Being both financially savvy and physically fit takes discipline. The two: exercise and finance go hand-in-hand. Gallup-Healthways Well-Being Index data reports that the wealthiest American exercise for at least 30 minutes 3 or more days per week (source). Personally, I have been neglecting the latter and not exercising as often as I should. What happens when I don’t exercise? I lose focus and develop habits that reverse the hard-work I have been doing for years.
Exercise is essential to being healthy. One of the reasons why I choose to keep my finances in order is it helps me reduce stress. Stress kills and weakens your body. In fact, in a previous post I mentioned that being healthy will help you keep money in your pocket by lowering your healthcare costs, but more importantly it will help you develop a more balanced behavior system. Thus, I am sharing 7 reasons why exercising can help your finances.

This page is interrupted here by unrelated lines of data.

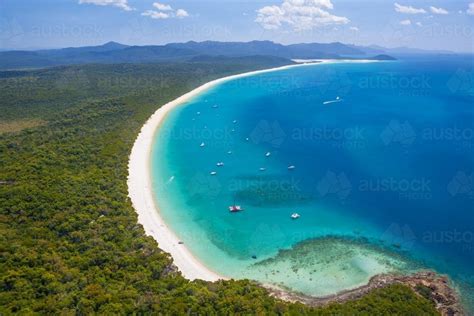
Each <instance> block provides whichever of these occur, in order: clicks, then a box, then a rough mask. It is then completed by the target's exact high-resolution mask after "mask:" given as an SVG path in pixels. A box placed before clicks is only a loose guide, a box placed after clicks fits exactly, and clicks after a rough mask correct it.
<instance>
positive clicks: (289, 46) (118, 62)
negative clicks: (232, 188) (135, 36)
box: [0, 41, 451, 69]
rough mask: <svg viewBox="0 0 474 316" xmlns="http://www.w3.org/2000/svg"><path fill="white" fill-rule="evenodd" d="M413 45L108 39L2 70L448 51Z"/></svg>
mask: <svg viewBox="0 0 474 316" xmlns="http://www.w3.org/2000/svg"><path fill="white" fill-rule="evenodd" d="M449 53H451V52H446V51H424V50H417V49H410V48H396V49H388V48H384V47H380V46H367V47H364V46H356V45H347V44H342V43H328V44H322V43H303V44H291V45H282V44H278V43H274V42H271V41H251V42H215V41H205V42H194V41H190V42H186V43H170V44H166V45H148V46H128V45H123V44H120V43H116V42H108V43H106V44H104V45H100V46H86V47H77V48H73V47H70V48H62V49H48V50H37V51H20V50H15V51H3V52H0V69H18V68H39V67H50V66H58V65H71V64H86V63H87V64H89V63H153V62H164V61H191V62H197V61H198V60H212V59H213V58H215V57H219V58H222V57H245V56H272V57H279V58H285V59H319V58H333V59H341V58H363V59H384V60H385V59H394V58H393V57H392V56H399V55H403V54H449Z"/></svg>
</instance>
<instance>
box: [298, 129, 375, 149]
mask: <svg viewBox="0 0 474 316" xmlns="http://www.w3.org/2000/svg"><path fill="white" fill-rule="evenodd" d="M366 132H367V131H366V129H365V128H363V127H359V126H355V127H346V128H339V127H329V126H323V127H310V128H293V130H292V131H291V139H292V140H294V141H311V142H313V143H322V144H331V145H332V146H333V147H335V148H349V149H361V148H365V147H367V145H368V141H367V138H366V135H365V134H366Z"/></svg>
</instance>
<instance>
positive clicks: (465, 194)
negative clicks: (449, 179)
mask: <svg viewBox="0 0 474 316" xmlns="http://www.w3.org/2000/svg"><path fill="white" fill-rule="evenodd" d="M447 189H448V192H449V194H451V196H453V197H461V196H467V197H468V198H470V199H474V173H471V174H470V175H469V174H467V173H465V172H463V171H458V172H457V173H456V175H454V177H453V179H452V180H451V181H450V182H449V183H448V186H447Z"/></svg>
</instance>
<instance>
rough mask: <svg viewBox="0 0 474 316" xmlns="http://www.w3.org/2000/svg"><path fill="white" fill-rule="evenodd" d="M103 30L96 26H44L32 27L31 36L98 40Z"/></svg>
mask: <svg viewBox="0 0 474 316" xmlns="http://www.w3.org/2000/svg"><path fill="white" fill-rule="evenodd" d="M103 32H104V29H103V28H102V27H101V26H99V25H97V24H71V25H69V24H44V25H34V26H33V27H32V29H31V34H32V35H33V36H34V37H35V38H58V37H63V38H76V39H78V40H83V39H84V38H87V39H92V38H100V37H102V35H103Z"/></svg>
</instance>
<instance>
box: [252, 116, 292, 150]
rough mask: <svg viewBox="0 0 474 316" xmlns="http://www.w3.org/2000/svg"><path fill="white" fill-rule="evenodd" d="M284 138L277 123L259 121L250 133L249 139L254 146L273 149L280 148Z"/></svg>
mask: <svg viewBox="0 0 474 316" xmlns="http://www.w3.org/2000/svg"><path fill="white" fill-rule="evenodd" d="M285 138H286V134H285V132H284V131H283V129H282V128H281V126H280V124H279V123H278V121H272V122H270V121H266V120H261V121H260V122H258V124H257V126H255V128H254V129H253V130H252V132H251V133H250V139H251V140H252V142H254V143H255V144H257V145H258V144H268V145H271V146H272V147H274V148H278V147H280V146H281V145H282V144H283V142H284V141H285Z"/></svg>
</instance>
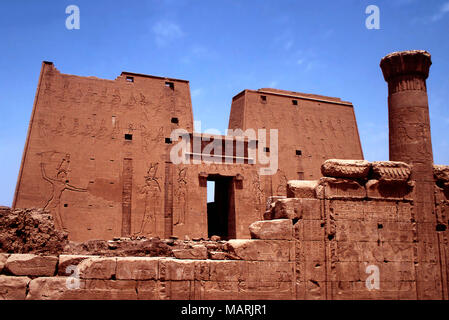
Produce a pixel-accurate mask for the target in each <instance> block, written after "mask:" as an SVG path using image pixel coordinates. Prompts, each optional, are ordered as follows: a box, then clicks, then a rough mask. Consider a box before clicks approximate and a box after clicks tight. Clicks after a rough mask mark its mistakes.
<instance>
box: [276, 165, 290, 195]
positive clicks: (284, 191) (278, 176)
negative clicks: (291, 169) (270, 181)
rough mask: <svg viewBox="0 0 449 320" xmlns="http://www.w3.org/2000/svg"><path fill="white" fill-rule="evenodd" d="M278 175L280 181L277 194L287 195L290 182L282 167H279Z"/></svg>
mask: <svg viewBox="0 0 449 320" xmlns="http://www.w3.org/2000/svg"><path fill="white" fill-rule="evenodd" d="M276 175H277V178H278V181H279V182H278V186H277V188H276V195H278V196H280V195H282V196H285V195H286V194H287V182H288V179H287V176H286V174H285V172H284V171H282V170H280V169H278V172H277V174H276Z"/></svg>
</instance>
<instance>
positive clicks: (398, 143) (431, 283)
mask: <svg viewBox="0 0 449 320" xmlns="http://www.w3.org/2000/svg"><path fill="white" fill-rule="evenodd" d="M431 64H432V62H431V59H430V54H429V53H428V52H426V51H422V50H412V51H403V52H394V53H391V54H389V55H387V56H385V57H384V58H383V59H382V60H381V62H380V67H381V69H382V72H383V75H384V78H385V81H387V82H388V119H389V143H390V160H391V161H403V162H406V163H409V164H411V165H412V166H413V170H412V176H411V178H412V180H414V181H415V183H416V186H415V195H414V203H413V216H414V219H415V222H416V223H415V227H416V229H415V232H416V233H415V243H414V244H413V246H414V252H415V257H414V265H415V272H416V274H415V278H416V290H417V298H418V299H441V298H442V287H441V286H442V282H441V281H442V277H441V266H440V252H439V245H438V237H437V234H436V231H435V228H436V217H435V212H434V211H435V202H434V201H435V199H434V184H435V182H434V178H433V153H432V142H431V137H430V120H429V105H428V98H427V88H426V79H427V77H428V75H429V68H430V65H431Z"/></svg>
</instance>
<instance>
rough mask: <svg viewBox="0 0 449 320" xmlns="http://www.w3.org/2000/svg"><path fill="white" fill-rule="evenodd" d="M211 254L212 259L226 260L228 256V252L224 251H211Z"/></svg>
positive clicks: (210, 254) (218, 259)
mask: <svg viewBox="0 0 449 320" xmlns="http://www.w3.org/2000/svg"><path fill="white" fill-rule="evenodd" d="M209 255H210V259H212V260H225V259H226V256H227V254H226V252H223V251H210V252H209Z"/></svg>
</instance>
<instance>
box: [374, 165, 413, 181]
mask: <svg viewBox="0 0 449 320" xmlns="http://www.w3.org/2000/svg"><path fill="white" fill-rule="evenodd" d="M371 166H372V168H373V174H372V177H373V178H374V179H377V180H380V181H384V182H397V181H407V180H408V179H409V177H410V174H411V166H410V165H409V164H407V163H405V162H398V161H375V162H372V163H371Z"/></svg>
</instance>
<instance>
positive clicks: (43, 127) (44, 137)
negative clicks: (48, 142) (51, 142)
mask: <svg viewBox="0 0 449 320" xmlns="http://www.w3.org/2000/svg"><path fill="white" fill-rule="evenodd" d="M37 125H38V127H39V137H41V138H46V137H47V136H48V131H50V130H51V128H50V125H49V124H48V123H47V122H46V121H45V120H44V119H39V120H38V121H37Z"/></svg>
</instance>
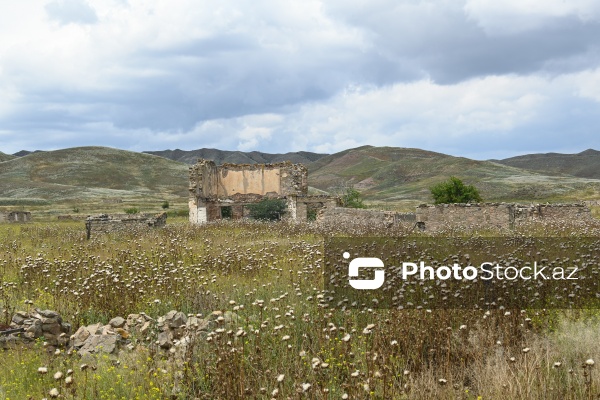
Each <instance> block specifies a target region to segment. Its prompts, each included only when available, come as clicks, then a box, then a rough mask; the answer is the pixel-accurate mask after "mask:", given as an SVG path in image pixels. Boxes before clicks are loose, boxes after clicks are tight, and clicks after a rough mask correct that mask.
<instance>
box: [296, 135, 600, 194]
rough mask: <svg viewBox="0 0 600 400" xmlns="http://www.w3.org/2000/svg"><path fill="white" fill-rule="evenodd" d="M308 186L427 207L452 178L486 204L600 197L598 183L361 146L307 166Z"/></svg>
mask: <svg viewBox="0 0 600 400" xmlns="http://www.w3.org/2000/svg"><path fill="white" fill-rule="evenodd" d="M308 169H309V184H310V185H311V186H314V187H316V188H317V189H321V190H331V188H332V187H336V186H340V185H343V184H346V183H352V184H353V185H354V186H355V187H356V188H357V189H359V190H361V191H362V193H363V195H364V197H365V198H366V199H368V200H372V201H377V202H398V201H409V202H411V201H412V202H414V201H420V202H430V201H431V199H430V194H429V187H431V186H432V185H434V184H435V183H438V182H440V181H443V180H445V179H447V178H448V177H450V176H457V177H459V178H461V179H463V180H464V181H465V183H467V184H473V185H475V186H476V187H477V188H479V190H480V192H481V194H482V196H483V198H484V199H485V200H487V201H524V202H528V201H536V202H539V201H556V200H577V199H582V198H590V197H596V198H597V197H598V196H600V180H599V179H590V178H579V177H574V176H568V175H565V176H548V175H545V174H542V173H539V172H535V171H530V170H525V169H522V168H516V167H512V166H507V165H503V164H500V163H496V162H490V161H476V160H470V159H467V158H463V157H453V156H449V155H445V154H441V153H435V152H431V151H425V150H419V149H407V148H397V147H372V146H363V147H359V148H356V149H350V150H345V151H342V152H339V153H336V154H331V155H329V156H326V157H323V158H321V159H319V160H318V161H316V162H314V163H312V164H309V165H308Z"/></svg>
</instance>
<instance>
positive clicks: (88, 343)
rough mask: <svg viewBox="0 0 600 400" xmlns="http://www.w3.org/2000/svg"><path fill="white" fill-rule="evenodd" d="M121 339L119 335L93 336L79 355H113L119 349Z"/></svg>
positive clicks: (85, 341)
mask: <svg viewBox="0 0 600 400" xmlns="http://www.w3.org/2000/svg"><path fill="white" fill-rule="evenodd" d="M119 338H120V336H118V335H91V336H90V337H89V338H88V339H87V340H86V341H85V343H84V344H83V346H82V347H81V349H79V351H78V354H79V355H80V356H82V357H83V356H84V355H86V354H89V353H107V354H113V353H114V352H115V350H116V349H117V345H118V341H119Z"/></svg>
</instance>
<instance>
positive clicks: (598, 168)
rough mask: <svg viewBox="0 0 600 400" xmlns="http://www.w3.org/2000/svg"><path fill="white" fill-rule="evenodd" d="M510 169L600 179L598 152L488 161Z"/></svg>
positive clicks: (511, 157)
mask: <svg viewBox="0 0 600 400" xmlns="http://www.w3.org/2000/svg"><path fill="white" fill-rule="evenodd" d="M490 161H494V162H497V163H500V164H504V165H509V166H511V167H517V168H524V169H528V170H532V171H540V172H543V173H545V174H548V175H564V174H566V175H572V176H578V177H580V178H592V179H600V151H598V150H593V149H588V150H585V151H582V152H581V153H577V154H561V153H539V154H526V155H523V156H517V157H511V158H506V159H504V160H490Z"/></svg>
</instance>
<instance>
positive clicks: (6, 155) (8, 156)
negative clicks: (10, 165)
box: [0, 151, 16, 162]
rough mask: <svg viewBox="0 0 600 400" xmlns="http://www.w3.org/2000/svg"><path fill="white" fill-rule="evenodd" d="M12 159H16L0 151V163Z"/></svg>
mask: <svg viewBox="0 0 600 400" xmlns="http://www.w3.org/2000/svg"><path fill="white" fill-rule="evenodd" d="M13 158H16V157H15V156H13V155H10V154H6V153H3V152H1V151H0V162H4V161H8V160H12V159H13Z"/></svg>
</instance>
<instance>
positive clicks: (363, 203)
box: [341, 187, 367, 208]
mask: <svg viewBox="0 0 600 400" xmlns="http://www.w3.org/2000/svg"><path fill="white" fill-rule="evenodd" d="M341 200H342V207H348V208H367V207H366V206H365V204H364V203H363V201H362V198H361V194H360V192H359V191H358V190H356V189H354V188H353V187H347V188H346V189H345V191H344V193H342V196H341Z"/></svg>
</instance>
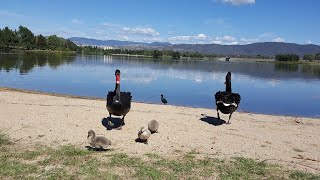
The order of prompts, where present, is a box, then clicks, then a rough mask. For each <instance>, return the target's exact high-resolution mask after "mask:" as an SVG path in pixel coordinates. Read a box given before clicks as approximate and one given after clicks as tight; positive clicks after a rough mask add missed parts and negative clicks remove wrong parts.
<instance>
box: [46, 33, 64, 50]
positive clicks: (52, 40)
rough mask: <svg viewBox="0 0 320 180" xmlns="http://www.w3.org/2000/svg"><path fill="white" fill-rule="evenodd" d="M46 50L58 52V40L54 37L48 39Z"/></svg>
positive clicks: (50, 37) (58, 46)
mask: <svg viewBox="0 0 320 180" xmlns="http://www.w3.org/2000/svg"><path fill="white" fill-rule="evenodd" d="M48 48H49V49H51V50H60V49H61V47H60V39H59V38H58V37H57V36H56V35H51V36H49V37H48Z"/></svg>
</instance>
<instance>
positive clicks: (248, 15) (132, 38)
mask: <svg viewBox="0 0 320 180" xmlns="http://www.w3.org/2000/svg"><path fill="white" fill-rule="evenodd" d="M319 7H320V1H318V0H188V1H186V0H184V1H183V0H104V1H103V0H100V1H98V0H91V1H85V0H77V1H67V0H64V1H63V0H55V1H52V0H47V1H41V0H28V1H24V0H0V28H3V27H5V26H8V27H9V28H11V29H17V28H18V27H19V25H22V26H26V27H28V28H29V29H30V30H31V31H33V32H34V33H35V34H43V35H52V34H56V35H58V36H61V37H64V38H69V37H74V36H78V37H88V38H95V39H102V40H106V39H115V40H128V41H140V42H154V41H162V42H170V43H174V44H176V43H216V44H230V45H231V44H248V43H253V42H272V41H274V42H290V43H298V44H310V43H312V44H318V45H319V44H320V23H319V18H320V10H319Z"/></svg>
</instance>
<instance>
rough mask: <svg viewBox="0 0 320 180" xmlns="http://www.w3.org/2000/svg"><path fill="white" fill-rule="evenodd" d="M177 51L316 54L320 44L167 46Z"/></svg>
mask: <svg viewBox="0 0 320 180" xmlns="http://www.w3.org/2000/svg"><path fill="white" fill-rule="evenodd" d="M165 49H172V50H176V51H198V52H201V53H206V54H223V55H250V56H256V55H264V56H274V55H276V54H298V55H299V56H303V55H305V54H315V53H319V52H320V46H317V45H313V44H308V45H300V44H294V43H281V42H261V43H252V44H247V45H219V44H177V45H172V46H171V47H167V48H165Z"/></svg>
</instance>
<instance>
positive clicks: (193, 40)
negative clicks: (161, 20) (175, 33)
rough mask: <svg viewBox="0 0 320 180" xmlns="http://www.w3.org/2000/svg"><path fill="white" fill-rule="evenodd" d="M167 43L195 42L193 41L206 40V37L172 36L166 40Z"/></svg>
mask: <svg viewBox="0 0 320 180" xmlns="http://www.w3.org/2000/svg"><path fill="white" fill-rule="evenodd" d="M168 40H169V41H174V42H178V41H195V40H207V35H205V34H198V35H195V36H174V37H170V38H168Z"/></svg>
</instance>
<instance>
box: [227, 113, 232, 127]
mask: <svg viewBox="0 0 320 180" xmlns="http://www.w3.org/2000/svg"><path fill="white" fill-rule="evenodd" d="M231 115H232V113H230V115H229V120H228V122H226V124H231V123H230V119H231Z"/></svg>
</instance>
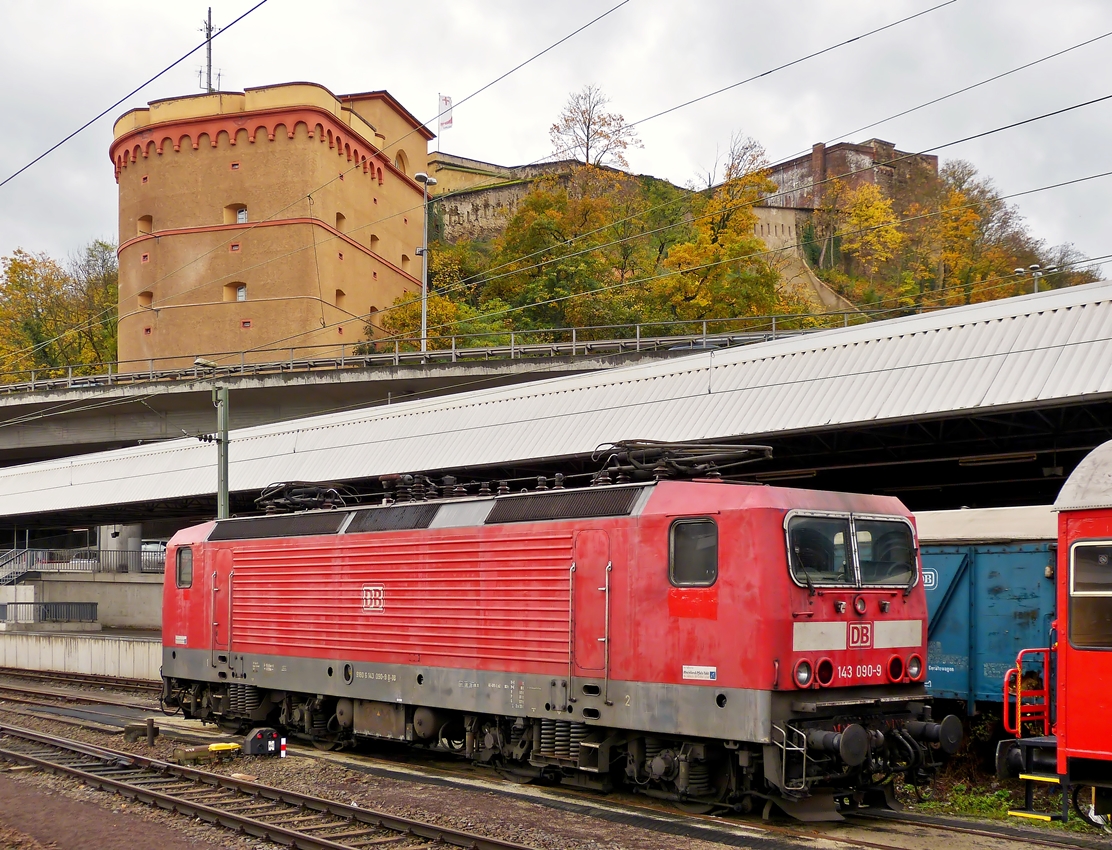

1. Set goals. Regular exercise will help you establish a good solid routine. In order to save regularly you also need to routinely remind yourself to focus on your goals. Both require that you come up with a working plan in order to see results. “Write It Down and Make it Happen” literally, it works, once you see your goals in ink your mind will naturally start working to accomplish them, if you take time to establish a feasible plan and budget.
2. Start early. Just as the saying goes, “The early bird gets the worm.” The sooner you start saving the more you will have accumulated later. Likewise, the quicker you start exercising the closer you will be to your physical goal.
3. Know what you’re working with. Physically in order to see strides with changes you want to make with your body you need to do a tangible assessment of which areas you need to work on. If you desire weight loss or gain, write down the numbers you want to achieve. Start small so that the smaller goals will help you want to achieve greater ones and won’t discourage you. Financially, you need to start tracking your spending and saving. Consider recording and reviewing everywhere you spend and send money. Be accountable to yourself. After you have tracked your spending decide which areas need more restraint and work hard to cut back on those items. Set a reasonable savings goal and start working on it.
4. Motivate yourself. Allow your achievements to motivate you to achieve fulfillment and persistence. Know what you want for yourself and your life. No one else can gauge what your life or purse should contain for contentment or happiness. Mark your milestones so that you can see how far you’ve come both physically and financially.
5. Ask for help. If exercising and finance are not your strengths seek outside help. There are physical trainers and financial advisors who are experts in these areas. They would like to help you get started on a track that is personalized for your lifestyle. Read books that can also grant you insight in these areas, as well as teach you something new that may be able to help you on your new journey. Take investing seminars and classes if you have a strong desire to learn more.
6. Find strength in numbers. Everyone desires support and validation. For many of us, we need to build a cheerleading corner where we have support from a squad cheering us on. Every once in a while you need to hear someone say “Way to go, great job, your awesome, keep up the good work, I like how you do that!” Your cheering circle doesn’t need to be large, in fact having only one are two people to add positive reinforcement into your life is ideal.
7. Maintain consistency. Don’t lose sight of where you desire to be. Don’t give up! You can do it!
The New York Times published an article “Rich People Exercise More” The findings report concluded that “Young adults, people living in Western states and men were also more likely to work out than the average American.” Read their article to view the Demographic Comparison between exercise and earnings.
Have you made a physical and financial plan recently? If so, did you maintain it?